Se ne sono andati così: Romeo, Violetta, Hector. Sta per toccare ad Amado.

Il motivo? I motivi sono tanti, tutti riconducibili a un unico denominatore comune: il denaro. Gli animali che andiamo a vedere nei delfinari vengono pescati prevalentemente nelle acque di Cuba e introdotti in Italia aggirando con un cavillo la legge che ne vieta l’importazione. Non vengono comprati, vengono affittati!

Mi spiegate, allora, che differenza c’è fra chi affitta il corpo di un delfino e chi lo fa con quello di una donna? Vogliamo forse tirare in ballo il discorsetto che la donna è un essere umano e il delfino no? Ma che bell’esempio di razzismo! Ma che bell’esempio di imparzialità nei confronti di una delle forme di vita più intelligenti del pianeta! Bella figura, davvero!

Dal giorno del loro arrivo nelle vasche si comincia a domarli. Per difendere il mio sogno sarei spinto a non cercare nemmeno d’immaginare in quale modo lo facciano, ma c’è un dato di fatto: i delfini di Gardaland muoiono come muoiono un po’ in tutte le vasche del mondo.

Magari questo caso è particolare: ci troviamo di fronte a una situazione recidiva, visto che Sergio Feder, amministratore delegato del parco dei divertimenti, è stato portato in giudizio per la morte di Romeo, stroncato da dosi massicce di Ovarid, (un ormone che gli veniva somministrato per rimbambirlo e sedare i suoi istinti sessuali.) L’accusa era una sola: articolo 727, maltrattamento di animali. Feder ha pagato una contravvenzione per estinguere il reato, ma in seguito sono morti Violetta (le vertebre fracassate, non si sa ancora come) e il figlio che portava in grembo, nonché Hector, stroncato da un infarto perché come gli altri doveva cimentarsi in cinque – sei spettacoli al giorno. Non basta: l’acqua è piena di cloro e irrita fortemente la loro pelle. Quei salti che tanto ci affascinano li fanno solo per avere un attimo di pace da quel tormento.

Il risultato? Enrico Ghinato, presidente della Gardaland S.p.a., è anche lui sotto inchiesta, ma non credo che per Hector, Violetta, Romeo e tutti gli altri amici rinchiusi in quei luoghi possa fare qualche differenza. Sì, Ghinato sta passando dei guai, ma intanto anche Amado sta per andarsene.
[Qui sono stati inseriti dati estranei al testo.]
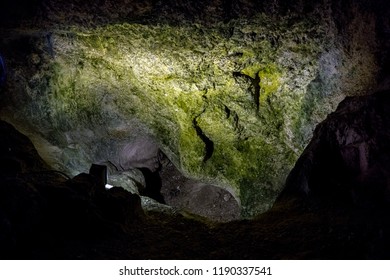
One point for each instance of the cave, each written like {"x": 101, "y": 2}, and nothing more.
{"x": 187, "y": 129}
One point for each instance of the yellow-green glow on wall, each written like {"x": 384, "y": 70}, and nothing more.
{"x": 180, "y": 82}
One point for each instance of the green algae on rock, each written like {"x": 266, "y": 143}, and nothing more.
{"x": 225, "y": 102}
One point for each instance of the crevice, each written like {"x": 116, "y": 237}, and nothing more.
{"x": 254, "y": 87}
{"x": 209, "y": 145}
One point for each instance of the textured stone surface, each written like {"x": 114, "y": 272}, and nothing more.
{"x": 231, "y": 100}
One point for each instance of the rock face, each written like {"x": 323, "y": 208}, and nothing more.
{"x": 348, "y": 159}
{"x": 229, "y": 90}
{"x": 41, "y": 209}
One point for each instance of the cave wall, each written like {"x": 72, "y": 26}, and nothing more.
{"x": 229, "y": 90}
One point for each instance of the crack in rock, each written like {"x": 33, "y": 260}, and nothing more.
{"x": 209, "y": 144}
{"x": 254, "y": 87}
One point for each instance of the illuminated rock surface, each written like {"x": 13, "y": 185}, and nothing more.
{"x": 231, "y": 99}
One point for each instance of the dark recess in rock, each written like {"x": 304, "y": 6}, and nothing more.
{"x": 209, "y": 145}
{"x": 254, "y": 87}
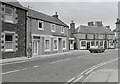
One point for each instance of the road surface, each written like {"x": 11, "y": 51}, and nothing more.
{"x": 55, "y": 69}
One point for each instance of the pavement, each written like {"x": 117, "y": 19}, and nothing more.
{"x": 106, "y": 73}
{"x": 59, "y": 67}
{"x": 20, "y": 59}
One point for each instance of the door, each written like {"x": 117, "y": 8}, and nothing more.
{"x": 35, "y": 47}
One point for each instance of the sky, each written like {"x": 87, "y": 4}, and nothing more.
{"x": 79, "y": 12}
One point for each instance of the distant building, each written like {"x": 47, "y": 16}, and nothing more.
{"x": 13, "y": 32}
{"x": 94, "y": 35}
{"x": 117, "y": 32}
{"x": 48, "y": 34}
{"x": 71, "y": 36}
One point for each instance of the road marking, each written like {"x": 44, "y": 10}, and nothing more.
{"x": 56, "y": 62}
{"x": 89, "y": 70}
{"x": 12, "y": 63}
{"x": 24, "y": 68}
{"x": 60, "y": 61}
{"x": 79, "y": 78}
{"x": 36, "y": 66}
{"x": 67, "y": 59}
{"x": 10, "y": 72}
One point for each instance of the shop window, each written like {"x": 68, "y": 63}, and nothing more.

Mi chiedo, allora, se non sarebbe meglio mettere da parte i soldini delle sigarette per fare un piccolo viaggio per mare. Magari i delfini li vedremmo comunque, salterebbero fra le onde di casa loro e gioiremmo di quella felicità così contagiosa, non ci sentiremmo il cuore appesantito dalla profondissima tristezza dei loro fratelli sfortunati.

Pensiamoci, quando ci capiterà di sentirci oppressi dai nostri piccoli problemi. Pensiamo a cosa possiamo fare per aiutare i nostri amici schiavi e… facciamolo!

Mi dicono che in Puglia è addirittura possibile farci il bagno insieme. In mare, il loro elemento… non nelle vasche. Ricordiamocelo quando, fra una leccata di gelato e l’altra, vedremo morire in un sorriso la pura bellezza di Amado.